The steps I used were:

splunk enable boot-start -user splunk

This creates a systemd unit file, I found it creates either Splunkd.service or a splunkd.service in the /etc/systemd/system/ directory

By default this unit file (as of Splunk 7.2.5) will result in Splunk been killed on shutdown/stop of Splunk, if you add these additional lines under the [Service] section of the unit file (credit to splunk support for this suggestion):

# Send $KillSignal only to main (splunkd) process, if any of the child processes is still alive after $TimeoutStopSec, SIGKILL them.
KillMode=mixed
# Splunk doesn't shutdown gracefully on SIGTERM
KillSignal=SIGINT

Then Splunk will shutdown correctly when stopping, if used with either systemctl stop Splunkd or systemctl stop splunkd depending on which Splunk version created the unit file.
If you want to run splunk stop you will need to create two files, a polkit rule file (Duane's github has an example)

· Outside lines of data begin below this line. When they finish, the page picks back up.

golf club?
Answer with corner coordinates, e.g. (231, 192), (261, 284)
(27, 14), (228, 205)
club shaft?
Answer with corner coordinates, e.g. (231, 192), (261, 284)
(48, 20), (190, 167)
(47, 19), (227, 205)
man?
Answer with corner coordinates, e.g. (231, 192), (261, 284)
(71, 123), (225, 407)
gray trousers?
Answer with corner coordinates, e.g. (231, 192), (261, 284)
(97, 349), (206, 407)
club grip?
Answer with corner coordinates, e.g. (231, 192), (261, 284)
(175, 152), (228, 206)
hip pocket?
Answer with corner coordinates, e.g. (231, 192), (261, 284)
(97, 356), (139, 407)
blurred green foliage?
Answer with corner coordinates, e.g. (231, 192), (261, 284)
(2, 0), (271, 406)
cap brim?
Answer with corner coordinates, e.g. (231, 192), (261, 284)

polkit.addRule(function(action, subject) { 
    if (action.id == "org.freedesktop.systemd1.manage-units" 
        && subject.user == "splunk") { 
        try { 
            polkit.spawn(["/usr/local/bin/polkit_splunk", ""+subject.pid]); 
            return polkit.Result.YES; 
        } 
        catch (error) { 
            return polkit.Result.AUTH_ADMIN; 
        } 
    }
});

This file will exist in /etc/polkit-1/rules.d/ , if you are running an OS with systemd 226 or newer you could alternatively use the "Polkit changes" on the blogpost as suggested by twinspop, if you are using Redhat 7.x please use the above.

In addition to the polkit file you will need to create the file /usr/local/bin/polkit_splunk (available in github)

The code will be:

#!/bin/bash -x
COMM=($(ps --no-headers -o cmd -p $1))

if [[ "${COMM[1]}" == "start" ]] || 
   [[ "${COMM[1]}" == "stop"  ]] || 
   [[ "${COMM[1]}" == "restart" ]]; then

      if [[ "${COMM[2]}" == "Splunkd" ]] ||
         [[ "${COMM[2]}" == "Splunkd.service" ]]; then
          exit 0
      fi
fi

exit 1

Note you may need to change "Splunkd" with "splunkd" depending on your unit file name (which will match the $SPLUNK_HOME/etc/splunk-launch.conf SPLUNK_SERVER_NAME setting, you will also need to ensure execute permissions on the above:

chmod  755 /usr/local/bin/polkit_splunk

Once this is in place the splunk stop/start command works fine as the splunk user...

Furthermore the additional of KillMode=mixed, KillSignal=SIGINT means that splunk stop does not result in the splunk process been killed on shutdown.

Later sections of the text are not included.